Marie Ndiaye, le goût des autres
Il est certaines choses dont on est sûr à propos de Marie Ndiaye. La première est, que, s’il n’en reste que quelques-un(e)s, elle sera de ceux-là, qui traversent les époques - sachant saisir notre condition humaine, ses rêves, ses forces, ses délicatesses et ses turpitudes, en vérité, par la grâce d’une langue unique. La seconde est que, vous narrer sa vie relève de la gageure, ou de l’indiscrétion, que l’on ne peut, face à sa retenue et ses sourires de pure plénitude, que se ranger à ce que semblent dire la maison aux murs colorés, la vision fugitive des deux garçons attablés devant un jeu, le visage empreint d’un sérieux émouvant pour leur âge, dans la lumière qui filtre du jardin : les gens heureux n’ont pas d’histoire. Resterait alors à vous faire partager le plaisir de rester là, dans la richesse du silence, dire la paix qui règne ici et la préserver. Mais voilà : cela ne suffirait pas à rendre justice. L’accueil est si simple, si chaleureux, et puis, l’on a fait ces heures de train pour rejoindre les rives de la Garonne, il faut donc s’acquitter de sa tâche, sans trop employer de superlatifs qui feraient hausser les sourcils, voire les épau- les - en notre époque blasée, on a perdu la foi. Quoique - c’est peut-être l’occasion de la retrouver.

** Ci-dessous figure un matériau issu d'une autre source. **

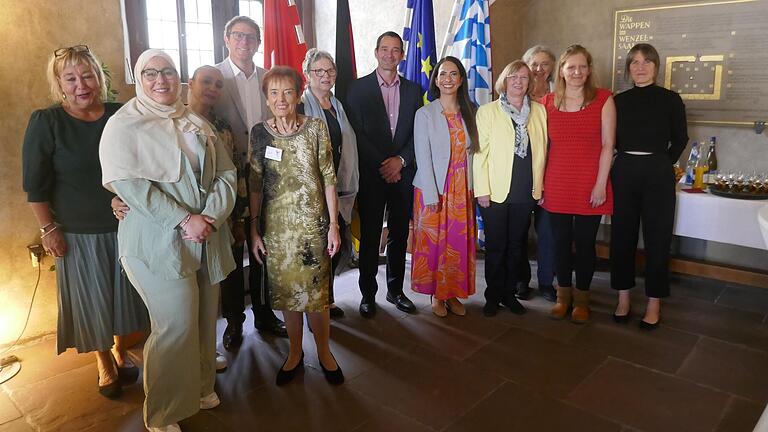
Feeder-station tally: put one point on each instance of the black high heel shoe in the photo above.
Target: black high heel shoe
(622, 319)
(648, 326)
(334, 377)
(286, 376)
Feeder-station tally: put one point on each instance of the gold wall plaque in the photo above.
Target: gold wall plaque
(712, 53)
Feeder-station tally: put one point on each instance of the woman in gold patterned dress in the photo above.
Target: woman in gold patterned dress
(293, 188)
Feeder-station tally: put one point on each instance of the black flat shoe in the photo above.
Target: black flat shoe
(401, 302)
(648, 326)
(334, 377)
(286, 376)
(112, 390)
(128, 375)
(336, 312)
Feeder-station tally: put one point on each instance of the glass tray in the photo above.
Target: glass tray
(738, 195)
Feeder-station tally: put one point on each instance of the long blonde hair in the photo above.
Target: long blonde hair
(73, 57)
(590, 89)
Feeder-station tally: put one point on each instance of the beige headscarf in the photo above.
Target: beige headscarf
(143, 138)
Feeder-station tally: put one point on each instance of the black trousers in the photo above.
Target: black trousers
(233, 287)
(643, 192)
(505, 225)
(373, 197)
(581, 230)
(545, 250)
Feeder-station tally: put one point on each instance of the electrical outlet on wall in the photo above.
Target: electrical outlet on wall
(36, 253)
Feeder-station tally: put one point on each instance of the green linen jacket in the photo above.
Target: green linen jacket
(150, 230)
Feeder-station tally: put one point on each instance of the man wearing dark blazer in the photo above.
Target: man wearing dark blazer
(242, 105)
(381, 108)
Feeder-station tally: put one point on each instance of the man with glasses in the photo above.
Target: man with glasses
(242, 105)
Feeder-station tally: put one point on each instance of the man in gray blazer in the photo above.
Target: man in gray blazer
(243, 105)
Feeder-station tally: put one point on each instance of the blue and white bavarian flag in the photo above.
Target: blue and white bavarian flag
(419, 38)
(472, 45)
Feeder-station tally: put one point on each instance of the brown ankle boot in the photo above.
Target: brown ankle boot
(560, 310)
(580, 313)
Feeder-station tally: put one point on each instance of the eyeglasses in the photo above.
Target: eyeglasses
(152, 74)
(322, 72)
(239, 36)
(75, 49)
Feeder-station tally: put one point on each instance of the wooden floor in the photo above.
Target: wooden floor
(704, 369)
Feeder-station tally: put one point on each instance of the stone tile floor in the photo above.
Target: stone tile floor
(704, 369)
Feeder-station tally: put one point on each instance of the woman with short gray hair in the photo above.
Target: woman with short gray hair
(318, 101)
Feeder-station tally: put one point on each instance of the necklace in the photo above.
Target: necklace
(291, 128)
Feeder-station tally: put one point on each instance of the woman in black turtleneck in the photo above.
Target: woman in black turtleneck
(651, 133)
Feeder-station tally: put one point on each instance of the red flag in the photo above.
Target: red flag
(283, 37)
(345, 50)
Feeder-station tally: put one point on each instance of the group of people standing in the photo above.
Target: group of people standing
(259, 163)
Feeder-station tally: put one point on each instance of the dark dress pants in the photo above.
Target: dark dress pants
(233, 289)
(504, 247)
(374, 195)
(568, 229)
(336, 260)
(644, 193)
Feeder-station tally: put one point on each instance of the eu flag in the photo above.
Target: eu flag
(420, 54)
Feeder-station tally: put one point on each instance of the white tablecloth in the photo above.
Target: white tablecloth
(725, 220)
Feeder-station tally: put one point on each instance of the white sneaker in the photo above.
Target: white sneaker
(210, 401)
(170, 428)
(221, 362)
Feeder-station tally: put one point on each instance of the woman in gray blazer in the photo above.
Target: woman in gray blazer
(445, 136)
(165, 162)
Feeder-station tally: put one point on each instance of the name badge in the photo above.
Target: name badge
(274, 153)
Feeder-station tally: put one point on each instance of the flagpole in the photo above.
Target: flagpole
(450, 31)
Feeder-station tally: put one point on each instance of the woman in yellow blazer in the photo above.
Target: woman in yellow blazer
(166, 163)
(508, 171)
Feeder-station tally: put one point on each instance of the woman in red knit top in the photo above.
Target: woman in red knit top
(581, 120)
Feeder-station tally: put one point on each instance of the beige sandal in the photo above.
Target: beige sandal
(455, 307)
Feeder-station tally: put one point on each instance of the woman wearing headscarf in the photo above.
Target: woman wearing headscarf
(318, 101)
(293, 188)
(508, 172)
(651, 133)
(164, 162)
(542, 62)
(445, 137)
(62, 178)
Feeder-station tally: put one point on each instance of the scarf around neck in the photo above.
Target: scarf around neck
(520, 119)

Talentueuse Marie Ndiaye. Et ce, dès son - si précoce - premier roman, le bien nommé Quant au riche avenir (1985). Elle a 17 ans lorsqu’elle dépose l’ouvrage au secrétariat des Éditions de Minuit, ne connaît pas plus le catalogue de la maison prestigieuse - Beckett ne lui dit rien encore, Duras tout juste, pour avoir reçu le Goncourt avec L’Amant l’année précédente - et le souvenir se teinte d’un premier sourire placide face à l’assurance de l’adolescente qu’elle était. « J’étais contente mais ça ne me semblait pas être miraculeux, ou une chance incroyable. Je n’avais jamais rencontré de personne qui écrivait, je n’avais pas la moindre idée de ce à quoi ressemblait le monde de l’édition. On était très loin de ça… Ce n’était même pas de l’audace, il me semblait que c’était simplement normal que, quand on avait écrit un livre, on le propose, et qu’on l’accepte et le publie. Dans mon esprit d’alors parce que j’étais très naïve, très ignorante de tout ça, c’était simplement dans l’ordre des choses. »

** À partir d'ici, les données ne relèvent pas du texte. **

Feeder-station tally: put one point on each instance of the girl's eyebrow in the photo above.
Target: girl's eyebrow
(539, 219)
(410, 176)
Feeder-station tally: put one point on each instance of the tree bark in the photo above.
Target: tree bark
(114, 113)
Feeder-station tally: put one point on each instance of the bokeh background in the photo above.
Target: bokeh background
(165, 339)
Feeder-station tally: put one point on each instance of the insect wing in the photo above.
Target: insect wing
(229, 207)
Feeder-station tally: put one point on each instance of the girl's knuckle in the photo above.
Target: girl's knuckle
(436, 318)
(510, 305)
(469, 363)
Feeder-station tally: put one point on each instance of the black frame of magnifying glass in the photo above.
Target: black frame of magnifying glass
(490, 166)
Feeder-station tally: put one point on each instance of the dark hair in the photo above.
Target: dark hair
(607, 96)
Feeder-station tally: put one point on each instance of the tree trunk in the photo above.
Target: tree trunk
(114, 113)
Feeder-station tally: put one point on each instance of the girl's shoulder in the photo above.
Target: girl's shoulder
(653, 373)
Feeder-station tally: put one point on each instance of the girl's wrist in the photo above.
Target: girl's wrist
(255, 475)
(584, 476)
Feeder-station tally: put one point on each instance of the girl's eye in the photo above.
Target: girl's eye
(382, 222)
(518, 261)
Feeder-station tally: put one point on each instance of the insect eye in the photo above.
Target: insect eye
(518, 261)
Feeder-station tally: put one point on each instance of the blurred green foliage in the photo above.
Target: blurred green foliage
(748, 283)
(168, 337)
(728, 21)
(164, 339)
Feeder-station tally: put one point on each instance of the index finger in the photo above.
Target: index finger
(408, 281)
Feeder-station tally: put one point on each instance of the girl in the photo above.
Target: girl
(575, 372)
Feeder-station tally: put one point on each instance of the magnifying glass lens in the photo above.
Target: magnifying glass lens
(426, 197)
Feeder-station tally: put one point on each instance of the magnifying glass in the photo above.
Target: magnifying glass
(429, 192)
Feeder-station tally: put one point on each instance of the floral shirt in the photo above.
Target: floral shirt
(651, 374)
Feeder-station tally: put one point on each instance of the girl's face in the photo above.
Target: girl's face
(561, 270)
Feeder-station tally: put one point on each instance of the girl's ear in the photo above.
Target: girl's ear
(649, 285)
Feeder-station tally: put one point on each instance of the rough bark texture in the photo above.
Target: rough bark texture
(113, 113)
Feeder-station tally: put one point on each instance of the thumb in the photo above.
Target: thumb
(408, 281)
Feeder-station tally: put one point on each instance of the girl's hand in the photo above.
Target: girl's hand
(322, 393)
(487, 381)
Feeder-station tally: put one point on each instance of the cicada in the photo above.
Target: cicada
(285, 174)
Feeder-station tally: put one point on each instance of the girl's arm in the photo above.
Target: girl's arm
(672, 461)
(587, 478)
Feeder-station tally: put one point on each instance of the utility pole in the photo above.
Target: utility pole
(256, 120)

Pour autant, avant d’être un grand écrivain - ce qu’elle confirmera rapidement - Marie Ndiaye est une jeune fille porteuse d’un regard tout de connaissance - on voudrait dire de sagesse -avec cette étonnante étude de l’esprit d’un jeune homme. Écrivain déjà, donc, forte de sa lucidité sur la nature humaine, ses complexités et ses enjeux. On est loin de la chance du débutant, comme de l’enfant-prodige, elle ne s’y est pas trompée, ne nous en rendra pas dupe. Avant d’être un métier, écrire est un travail, elle s’y est frottée, en a pris la mesure, a cherché la sienne, pour produire ce petit bijou de rigueur, de style et de perspicacité. « Ça a été un premier livre édité, mais ce n’était pas du...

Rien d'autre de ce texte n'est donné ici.